The cannabis active ingredients are used therapeutically in particular

- as pain reliever
- for appetite stimulation
- anti-inflammatory
- antispasmodic

Supercritical CO2 Extraction

cannabis oil

The most common method to extract the active ingredients from the cannabis plant is supercritical CO2 extraction. At above 31°C and with high pressure the CO2 gets into the "supercritical" state. It now acts as a solvent. It is passed through a chamber containing the plant material. The CO2 has still the density of a liquid, but can fill the entire chamber like a gas. This is ideal for extraction as it does not cause denaturation or damage to the product.

The CO2 extracts the cannabinoids and terpenes from the plant. The result is a safe, high-quality, pure oil, which can now be processed for various therapeutic applications. The producers of these cannabis oils naturally want to make the extraction process as efficient as possible. That means: the highest possible yield of the ingredients in the shortest possible time.

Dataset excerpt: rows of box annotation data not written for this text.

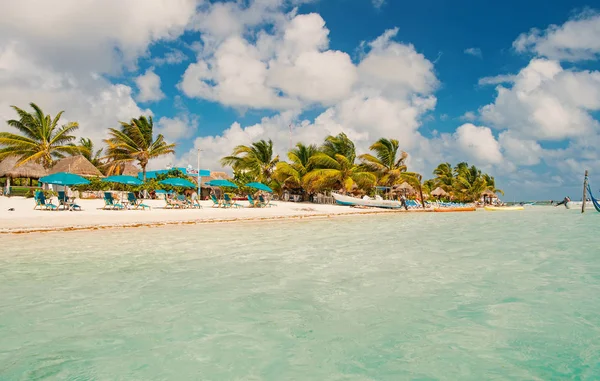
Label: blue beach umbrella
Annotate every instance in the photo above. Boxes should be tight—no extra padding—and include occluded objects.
[205,179,238,188]
[158,177,196,188]
[39,172,90,187]
[102,175,144,185]
[246,183,273,193]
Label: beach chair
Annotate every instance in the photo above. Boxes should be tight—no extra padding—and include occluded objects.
[58,191,81,210]
[177,194,192,208]
[248,194,262,208]
[258,194,277,207]
[33,191,58,210]
[223,193,242,208]
[127,192,152,210]
[102,192,125,210]
[210,194,222,208]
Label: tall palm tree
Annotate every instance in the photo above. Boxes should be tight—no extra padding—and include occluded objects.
[433,163,454,192]
[79,138,104,168]
[483,173,504,196]
[104,116,175,181]
[221,140,279,183]
[0,103,79,169]
[321,132,356,164]
[305,152,377,192]
[359,138,408,186]
[273,143,318,189]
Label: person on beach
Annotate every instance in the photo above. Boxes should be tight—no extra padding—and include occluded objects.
[400,195,408,210]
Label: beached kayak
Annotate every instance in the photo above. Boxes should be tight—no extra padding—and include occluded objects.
[483,206,525,212]
[433,206,477,213]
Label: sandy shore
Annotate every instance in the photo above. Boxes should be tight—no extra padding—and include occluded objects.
[0,197,432,234]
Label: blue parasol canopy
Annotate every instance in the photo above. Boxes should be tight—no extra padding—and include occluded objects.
[246,183,273,193]
[158,177,197,188]
[204,179,238,188]
[39,172,90,187]
[102,175,144,185]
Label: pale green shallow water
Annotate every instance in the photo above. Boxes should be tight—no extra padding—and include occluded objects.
[0,207,600,380]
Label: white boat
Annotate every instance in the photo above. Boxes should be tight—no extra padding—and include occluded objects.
[331,193,402,209]
[565,201,594,210]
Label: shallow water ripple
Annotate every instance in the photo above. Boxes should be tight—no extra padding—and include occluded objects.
[0,207,600,380]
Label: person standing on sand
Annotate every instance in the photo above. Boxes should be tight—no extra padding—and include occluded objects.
[400,195,408,210]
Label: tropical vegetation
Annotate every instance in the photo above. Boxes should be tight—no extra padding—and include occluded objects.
[0,103,503,202]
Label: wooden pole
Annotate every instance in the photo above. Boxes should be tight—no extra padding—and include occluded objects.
[581,169,587,213]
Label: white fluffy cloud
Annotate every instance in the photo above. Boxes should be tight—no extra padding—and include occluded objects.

Homogeneous grinding of cannabis

The requirement for this is an optimal, homogeneous grinding of the cannabis plant. The ideal instrument for this is the FRITSCH PULVERISETTE 19 – an Universal Cutting Mill for fine grinding and for precise comminution. 

inhomogeneous sample - sample preparation with a food blender
homogeneous sample - sample preparation with the Universal Cutting Mill PULVERISETTE 19

Perfect grinding chamber geometry

In cutting mills, the sample is shredded between the knives of the rotor and the counter knives in the grinding chamber using the principle of a pair of scissors to produce the desired final fineness. The unique grinding chamber geometry of the FRITSCH Universal Cutting Mill PULVERISETTE 19 ensures minimal dead space. The progressive cutting geometry between the rotor and stator knives actively transports the sample material. It cannot get stuck anywhere. The special air flow is the basis for quick, clog-free work and quick residue-free cleaning. In addition, the use of the stainless-steel high-performance Cyclone separator ensures high throughput.

With the help of an industrial vacuum cleaner and the high-performance Cyclone separator, a negative pressure is generated in the grinding chamber. The material is fed into the FRITSCH PULVERISETTE 19 via a funnel. Different sieve cassettes define the final fineness of the cannabis sample. Unmilled cannabis plant material has a bulk density of 100-125 g/litre, while ground material has a bulk density of 225-250 g/litre.

The sample is optimally homogenised by the grinding and significantly more material can be filled into the extraction column. Of course, this also significantly increases the yield per extraction.

In cooperation with OutCo, a cannabis producer in California, USA, we examined which degree of grinding means the optimum for the most efficient extraction. The best results are achieved with the 2 mm sieve. Other screens can also be used for different fractions.

More PULVERISETTE 19 facts

FRITSCH Universal Cutting Mill PULVERISETTE 19

The FRITSCH Universal Cutting Mill PULVERISETTE 19 is also used to grind samples for the potency testing or to examine the material for pesticide residues. In order to optimally adapt the cutting performance to the sample, the speed of the rotor can be regulated between 300 rpm to 3000 rpm.

As with all mills used in analytical laboratories, simple cleaning is desirable. The concept of the Clean Design was used for the FRITSCH PULVERISETTE 19: the grinding chamber can be opened completely, all grinding parts can be removed without tools for easy and fast cleaning. Cross contamination can be effectively avoided.

The FRITSCH PULVERISETTE 19 is also available in a 316L stainless steel version for use in the pharmaceutical sector.